Figure 4: Entity update mechanism leveraging EUA for low-latency, LLM-free online updates.
- Memory Retrieval: Employs multi-path recall—combining hybrid (dense/sparse) retrieval, time decay and business-importance reweighting, and an auxiliary keyword graph for robust factoid recovery. Multi-vector reranking (ColBERT-style late interaction with quantization and compression) yields highly effective and latency-bounded retrieval suitable for interactive workloads.
Empirical Evaluation
Comprehensive experiments demonstrate VikingMem's superiority across effectiveness, efficiency, and data retention. On LOCOMO and LongMemEval benchmarks:
- Effectiveness: Achieves up to 38% higher retrieval accuracy (LLM-Judge Score) compared to strong baselines such as Zep, Mem0, and Mirix. VikingMem consistently outperforms across both factual and reasoning-intensive queries, maintaining high scores even under increased session lengths.
- Efficiency: Delivers p95 retrieval latency as low as 0.39–0.89 sec, on par with lightweight baselines but vastly outperforming more complex memory systems (e.g., Mirix) that suffer 10x–25x longer latencies.
- Extraction/Storage: The one-pass extraction paradigm and EUA algorithm reduce extraction costs by 3.2x and latency by 1.7x for multi-memory-type workloads. Storage footprint is compressed by over 83% relative to naive raw-log retention, with no drop in answer quality.
- Ablation: Key modules such as intelligent segmentation and multi-vector rerank each provide ≥3–5% lift in judge score, confirming their impact.

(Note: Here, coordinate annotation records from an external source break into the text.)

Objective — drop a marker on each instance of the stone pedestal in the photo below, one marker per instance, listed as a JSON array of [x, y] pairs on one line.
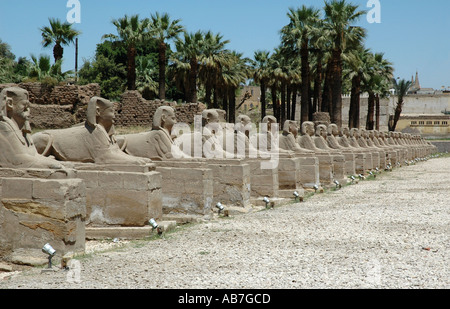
[[116, 195], [35, 211], [230, 180], [186, 191]]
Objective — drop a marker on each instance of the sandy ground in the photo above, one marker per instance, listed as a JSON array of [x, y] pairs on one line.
[[391, 232]]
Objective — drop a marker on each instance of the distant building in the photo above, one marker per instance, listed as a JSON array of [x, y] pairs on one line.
[[425, 111]]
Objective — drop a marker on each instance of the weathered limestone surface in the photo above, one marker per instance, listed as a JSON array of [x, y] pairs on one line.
[[34, 211], [121, 195], [231, 179], [326, 164], [186, 191], [339, 162]]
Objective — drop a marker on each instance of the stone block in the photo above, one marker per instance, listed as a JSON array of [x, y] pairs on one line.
[[57, 218], [122, 198]]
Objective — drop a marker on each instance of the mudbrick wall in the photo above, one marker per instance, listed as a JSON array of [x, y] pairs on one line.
[[58, 107], [133, 110]]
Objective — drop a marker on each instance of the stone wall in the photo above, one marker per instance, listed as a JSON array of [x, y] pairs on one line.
[[59, 107], [442, 146], [134, 110]]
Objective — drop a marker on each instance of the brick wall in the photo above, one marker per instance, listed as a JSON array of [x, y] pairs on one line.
[[63, 106], [134, 110]]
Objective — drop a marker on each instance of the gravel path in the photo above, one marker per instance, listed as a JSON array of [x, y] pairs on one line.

Practical Applications and Extensibility
VikingMem supports deployment in a broad variety of industrial scenarios, including:
- Social chatbots (empathic companion memory),
- Cross-domain personalized search/recommendation,
- Meeting and collaboration tools (automated report/summary generation),
- Individualized education (progress, mastery tracking, adaptive recommendations),
- Autonomous Agent SOP consolidation and reuse.
A representative agent memory use case is illustrated below:
Figure 5: Transforming raw execution histories into structured, evolving agent tool memory using VikingMem.
The Event-Entity framework's programmability is confirmed by real-world operator-usage profiling, with education and agent memory preferring aggregation and semantic merging, while social domains rely more heavily on complex, temporal evolution.
Theoretical and Practical Implications
VikingMem systematizes memory management for LLM-based applications by abstracting away from prompt-centric engineering toward a schema-driven, composable algebra over events and entities. This approach enhances both modularity and scalability while supporting operational requirements for low-latency, high-throughput, and token-efficient workloads. Selective extraction with structured abstraction produces semantically dense memories, reducing both memory pollution and operational cost, and supporting trustworthiness in downstream applications.
On a theoretical front, VikingMem’s progressive event-to-entity model, with explicit operators and temporal weighting, aligns with cognitive science models of memory consolidation and decay—potentially inspiring further biologically/plausibility-driven research in AI memory substrates. The system’s open-source subset (OpenViking) further facilitates community adoption and experimental extension.
Future Directions
This memory base paradigm may underpin further advances in continual learning, persistent multi-agent systems, and privacy-aware state management for LLMs, while addressing challenges in automated auditability, long-term coherence, and adaptive context construction as LLM context windows grow. Ongoing research may refine granularity of event segmentation, context-aware prioritization policies, and evaluate memory base effects in settings with federated or privacy-sensitive state.
Conclusion
VikingMem establishes a unified, schema-driven, and operator-augmented architecture for stateful, long-term memory management in LLM-powered applications. Its event-entity abstraction, efficient pipeline, and robust empirical results substantiate the Memory Base model as an effective, scalable, and generalizable substrate for real-world, production-grade AI systems.